Pallone elettronico e moviola in campo: l’inventore sambenedettese Gabriele Cruciani ne rivendica la paternità, nuovi test in Riviera a partire da giugno

SAN BENEDETTO – La moviola in campo, il gol non gol e tutte le tecnologie del mondo del calcio sono sempre all’ ordine del giorno. Argomenti che stanno estremamente a cuore di Gabriele Cruciani, l’inventore sambenedettese e presidente dell’ Associazione Inventori Europei che per primo ha brevettato questi accorgimenti tecnici e che oggi, a gran voce, ne chiede il riconoscimento. Sono frutto della sua vulcanica mente infatti gli auricolari per gli assistenti, l’addizionale, le bandierine elettroniche, il cartellone per le sostituzioni e i minuti di recupero, la panchina elettronica fino ad arrivare al pallone elettronico.

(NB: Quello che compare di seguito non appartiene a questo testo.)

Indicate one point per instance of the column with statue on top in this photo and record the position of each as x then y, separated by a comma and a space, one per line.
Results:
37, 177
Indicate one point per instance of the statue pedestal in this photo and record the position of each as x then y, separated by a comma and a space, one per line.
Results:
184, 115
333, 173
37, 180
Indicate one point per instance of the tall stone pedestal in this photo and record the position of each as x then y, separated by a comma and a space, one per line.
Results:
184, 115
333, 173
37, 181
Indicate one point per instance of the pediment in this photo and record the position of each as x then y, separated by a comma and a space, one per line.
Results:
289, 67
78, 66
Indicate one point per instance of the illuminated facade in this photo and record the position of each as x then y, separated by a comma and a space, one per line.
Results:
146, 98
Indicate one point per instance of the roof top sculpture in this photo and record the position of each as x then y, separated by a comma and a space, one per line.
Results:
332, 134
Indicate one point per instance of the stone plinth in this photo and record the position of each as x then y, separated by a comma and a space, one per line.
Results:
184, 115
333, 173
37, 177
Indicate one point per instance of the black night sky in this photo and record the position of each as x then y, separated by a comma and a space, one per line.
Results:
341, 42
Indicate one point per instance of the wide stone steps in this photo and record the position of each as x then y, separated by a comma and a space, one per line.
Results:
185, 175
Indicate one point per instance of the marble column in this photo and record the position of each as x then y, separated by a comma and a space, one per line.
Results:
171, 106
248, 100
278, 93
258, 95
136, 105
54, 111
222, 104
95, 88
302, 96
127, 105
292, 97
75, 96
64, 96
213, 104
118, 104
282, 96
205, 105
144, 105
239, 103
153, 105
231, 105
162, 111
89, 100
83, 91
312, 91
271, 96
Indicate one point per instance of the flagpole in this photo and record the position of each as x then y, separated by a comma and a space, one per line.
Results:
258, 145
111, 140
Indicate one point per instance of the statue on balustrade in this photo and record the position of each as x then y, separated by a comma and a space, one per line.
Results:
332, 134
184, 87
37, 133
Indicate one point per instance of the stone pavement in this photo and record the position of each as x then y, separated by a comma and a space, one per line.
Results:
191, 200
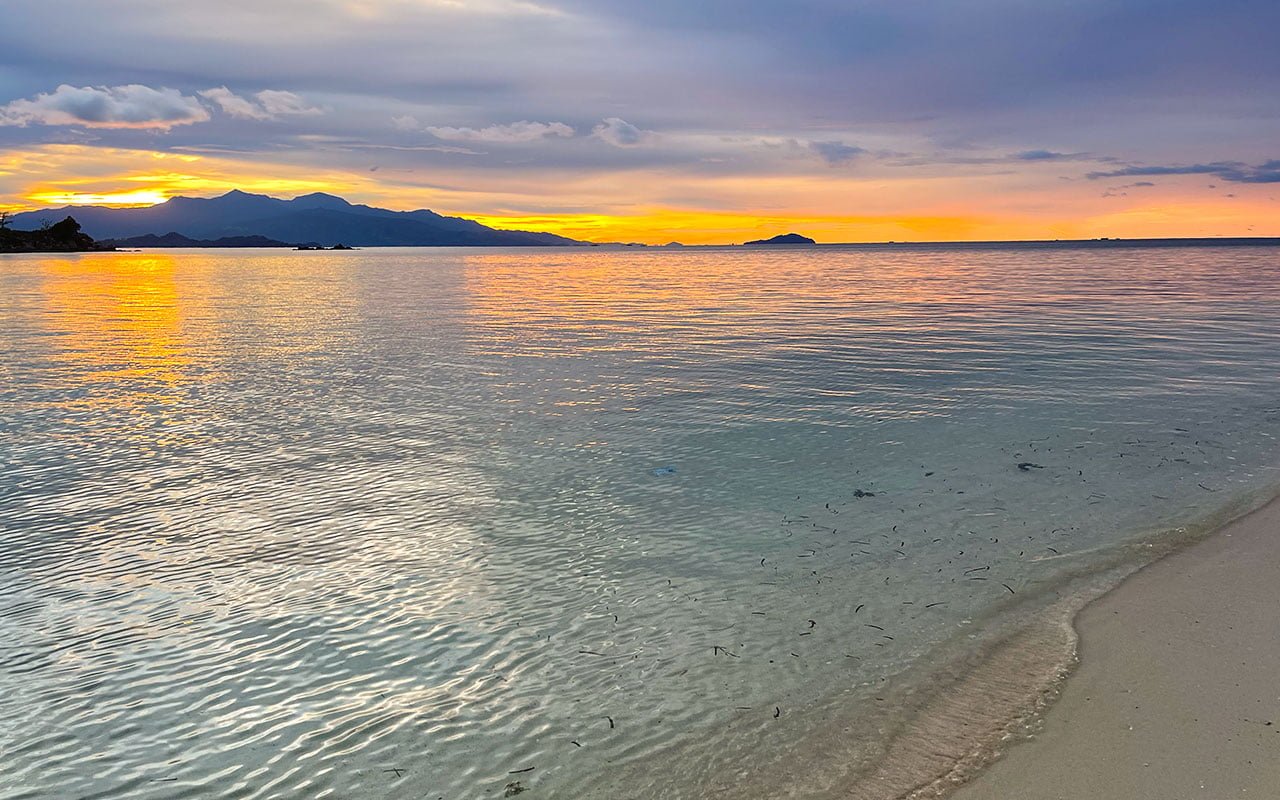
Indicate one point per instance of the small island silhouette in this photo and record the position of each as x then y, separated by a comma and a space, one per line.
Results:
786, 238
59, 237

“Avendo superato tutti i test che la Fifa mi ha chiesto –dice Cruciani- mandando in seconda fila tutte le altre nove aziende interessate, tra cui anche Udinese, Cnr, Figc e soprattutto dopo avere subito oltre la misura consentita, rivendico le leggi esistenti in materia di proprietà intellettuale. Per questo motivo i miei legali si stanno adoperando per far si che si ripristini la legalità. Essendo cosciente del lavoro fatto in tutti questi anni, da oggi a 20 giorni attendo risposta agli appuntamenti richiesti a Fifa, Uefa, Figc e Lega Calcio. In tal senso ieri ho ricevuto una lettera dalla segreteria della Lega a firma del presidente Maurizio Beretta in cui, a breve mi viene confermato un incontro”.

Cruciani è un fiume in piena. “Invito l’Uefa –aggiunge- a recuperare tutti i miei documenti che ha in mano dal 1999. Oggi dico basta all’ uso indiscriminato del Var, ma io preferisco chiamarlo moviola in campo, perché troppe prove sono state svolte col sistema da me realizzato anche da diverse federazioni calcistiche europee. Invito anche la Fifa ad interessarsi dei rapporti intercorsi tra me e i massimi vertici mondiali del calcio. Nei mondiali del Brasile sono stati utilizzati i miei orologi tecnologici. Ma di questi non ho mai dato il mio ok all’ uso nei vari campionati. E quindi Adidas, Empa che nel novembre 2011 fece con me gli esperimenti al Riviera delle Palme ed altre società che hanno utilizzato il mio brevetto, dovranno confrontarsi con il sottoscritto nelle competenti aule giudiziarie della Svizzera. Diffido anche l’ Ufficio Mondiale dei Brevetti che non deve più concedere l’uso di copie degli elaborati da me già depositati. Ho, infine, deciso di presentare la licenza mondiale Fifa più volte richiesta sia dal massimo organo mondiale del calcio che dall’ Empa”.

Ed infine ecco l’annuncio. “Ho in programma –è sempre Gabriele Curciani che parla- tre nuovi test che saranno moviola in campo e gol non gol con un nuovo sistema di sensori da inserire nei palloni da me brevettato. Il primo sarà in memoria degli amici arbitri Concetto Lo Bello, Fabio Monti e Elso Cruciani di cui dalle rispettive famiglie ho ricevuto il placet. Un’altra partita verrà dedicata ai miei amici ex sindaci di San Benedetto del Tronto ed infine l’ultima all’ ex arbitro ed amico Roberto Peci”.